4. Stakeholder reflections on intervention development
The following summary describes reflections by some stakeholders based on their involvement in the design and roll out of the intervention in the pilot phase. These interviews were pre-coded with the themes on the advantages of adapting co-creation in the design of the intervention. The summary here does not touch on effectiveness as it did not result in any quantified outcomes. The themes included usefulness, ownership and sustainability of the intervention.

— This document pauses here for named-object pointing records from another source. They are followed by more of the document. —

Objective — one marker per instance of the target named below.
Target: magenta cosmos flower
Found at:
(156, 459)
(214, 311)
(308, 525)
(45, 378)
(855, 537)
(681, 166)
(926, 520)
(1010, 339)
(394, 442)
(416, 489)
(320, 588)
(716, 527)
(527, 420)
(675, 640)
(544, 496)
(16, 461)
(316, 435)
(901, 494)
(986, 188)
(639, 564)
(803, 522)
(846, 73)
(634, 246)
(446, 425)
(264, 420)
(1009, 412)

4.1 Usefulness of intervention
The intervention resulted in producing health education materials with messages that were easy to understand and promoted a good relationship among caregivers and their healthcare providers.
I. Usefulness of intervention (local needs driven)
The co-creation process of developing the intervention and the adaption of the Ophelia approach to develop an intervention based on local needs led to a useful intervention among the users. The relevance of this intervention lies in the materials developed based on needs and the intervention delivery approach adopted. When asked whether the intervention was local needs driven, one stakeholder said:
“I think it was 100%. It was because the issue that we are talking about relates to mothers in Ghana. Issues on malaria, breastfeeding and visiting the nearest hospital as first facility to seek health care. So, it was tailored to mothers in Ghana”. Research assistant
“This has been reflective of our lives. We are grateful to be partakers in this programme”. Mother
These quotes suggest that the intervention matched the needs of caregivers as identified through the needs assessment with the second quote showing a mother’s content with the relevance of the intervention in her life.
II. Useful content of materials for health education
In relation to the content, the health information helped to debunk some perceptions on treatment of malaria and inappropriate health seeking behaviours:
“During this intervention, we were able to clear so many fallacies on malaria, for example the perception that every fever is malaria”. Then some of them came to realise that; so, when my child has fever that does not mean he or she has malaria. It could be due to other reasons, so I have to take him or her to the hospital to have some tests taken to confirm whether it is malaria or something else troubling my child”. Nurse
“I think it is a good game because there were things I didn't know about using mosquito nets, like, how long a mosquito net should be used before treatment but now through the game I do”. Mother
“The game is educative. I have learned that you should visit the hospital when you have malaria and not buy drugs from drug or chemical shops”. Mother
From the quotes above, the content of the materials used in the game and brochures helped to change wrong attitudes among some mothers on management of malaria in children under five years. In the first quote, mothers’ perception on treating every fever as malaria was addressed based on the content of the brochures and games. Thus, the content of the materials was useful in addressing mismanagement of malaria in children under five years.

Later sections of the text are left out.